Nobody is more disproportionately susceptible to automation, however, than working men, at least demographically. Again, this mostly has to do with the types of jobs men are more likely to do: Men hold about 70 percent of production jobs, 80 percent of transportation jobs, and more than 90 percent of construction jobs, three of the six most-likely-to-be-automated fields. This is exacerbated by the fact that the opposite is true for women, who tend over-index in fields that are also safer from automation, for example healthcare, personal care, and education.

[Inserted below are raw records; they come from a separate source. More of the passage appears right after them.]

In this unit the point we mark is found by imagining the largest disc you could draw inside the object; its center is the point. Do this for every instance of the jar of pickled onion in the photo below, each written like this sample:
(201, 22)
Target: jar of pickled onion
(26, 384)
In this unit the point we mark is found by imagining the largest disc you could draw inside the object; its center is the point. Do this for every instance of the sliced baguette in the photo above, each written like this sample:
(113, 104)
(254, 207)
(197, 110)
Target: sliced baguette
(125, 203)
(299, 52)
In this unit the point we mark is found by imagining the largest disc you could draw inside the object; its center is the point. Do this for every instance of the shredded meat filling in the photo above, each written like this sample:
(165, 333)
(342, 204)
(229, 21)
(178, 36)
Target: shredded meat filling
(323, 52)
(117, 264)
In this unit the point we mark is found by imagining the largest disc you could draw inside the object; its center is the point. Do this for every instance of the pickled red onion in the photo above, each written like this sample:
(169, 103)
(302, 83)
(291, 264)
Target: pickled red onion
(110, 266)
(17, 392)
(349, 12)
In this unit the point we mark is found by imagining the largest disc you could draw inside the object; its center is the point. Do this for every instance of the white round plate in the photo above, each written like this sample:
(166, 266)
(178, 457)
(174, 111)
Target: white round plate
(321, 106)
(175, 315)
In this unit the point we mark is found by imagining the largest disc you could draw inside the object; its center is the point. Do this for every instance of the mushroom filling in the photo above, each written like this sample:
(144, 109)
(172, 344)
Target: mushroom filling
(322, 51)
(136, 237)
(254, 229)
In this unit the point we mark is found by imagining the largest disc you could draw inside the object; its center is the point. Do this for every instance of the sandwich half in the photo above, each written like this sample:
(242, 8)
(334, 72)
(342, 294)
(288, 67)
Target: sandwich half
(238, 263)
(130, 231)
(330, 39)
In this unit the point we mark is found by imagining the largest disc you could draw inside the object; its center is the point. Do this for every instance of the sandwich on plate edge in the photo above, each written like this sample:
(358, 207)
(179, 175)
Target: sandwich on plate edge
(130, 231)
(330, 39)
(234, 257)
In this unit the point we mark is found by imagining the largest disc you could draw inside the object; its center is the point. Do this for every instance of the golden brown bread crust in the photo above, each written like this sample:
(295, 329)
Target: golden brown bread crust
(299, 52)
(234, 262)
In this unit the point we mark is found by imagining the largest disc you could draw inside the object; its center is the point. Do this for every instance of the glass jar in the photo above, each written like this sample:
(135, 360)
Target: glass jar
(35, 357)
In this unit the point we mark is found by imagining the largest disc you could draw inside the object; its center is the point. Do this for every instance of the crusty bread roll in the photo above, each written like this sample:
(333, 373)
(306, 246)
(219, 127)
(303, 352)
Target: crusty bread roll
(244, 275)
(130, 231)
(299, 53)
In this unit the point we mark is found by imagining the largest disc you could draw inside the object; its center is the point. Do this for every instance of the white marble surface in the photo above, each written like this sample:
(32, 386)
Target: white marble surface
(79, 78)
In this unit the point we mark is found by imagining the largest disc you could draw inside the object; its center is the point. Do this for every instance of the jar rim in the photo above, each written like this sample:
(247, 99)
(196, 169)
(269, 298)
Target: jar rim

Of course, automation isn’t a net-negative, Brookings finds, for a few key reasons. Automation increases demand, for one, which creates more demand for labor elsewhere. Self-driving trucks will put truck drivers out of work, for example, but by drastically reducing shipping costs it will make it cheaper for manufacturers to simply make more stuff, offsetting some of the job loss.

To ensure that society experiences the fruits of automation, Brookings recommends a host of policies, mostly having to do with education, re-training, and local grants to mitigate the impact in regions that are particularly vulnerable to closures having an outsize impact on employment. The authors also propose something not unlike a universal basic income, what they call a “universal adjustment benefit.” The perks in this UAB would essentially be threefold: expanded access to career counseling, job re-training, and targeted income support, for example moving support for people who are willing to re-locate to change jobs.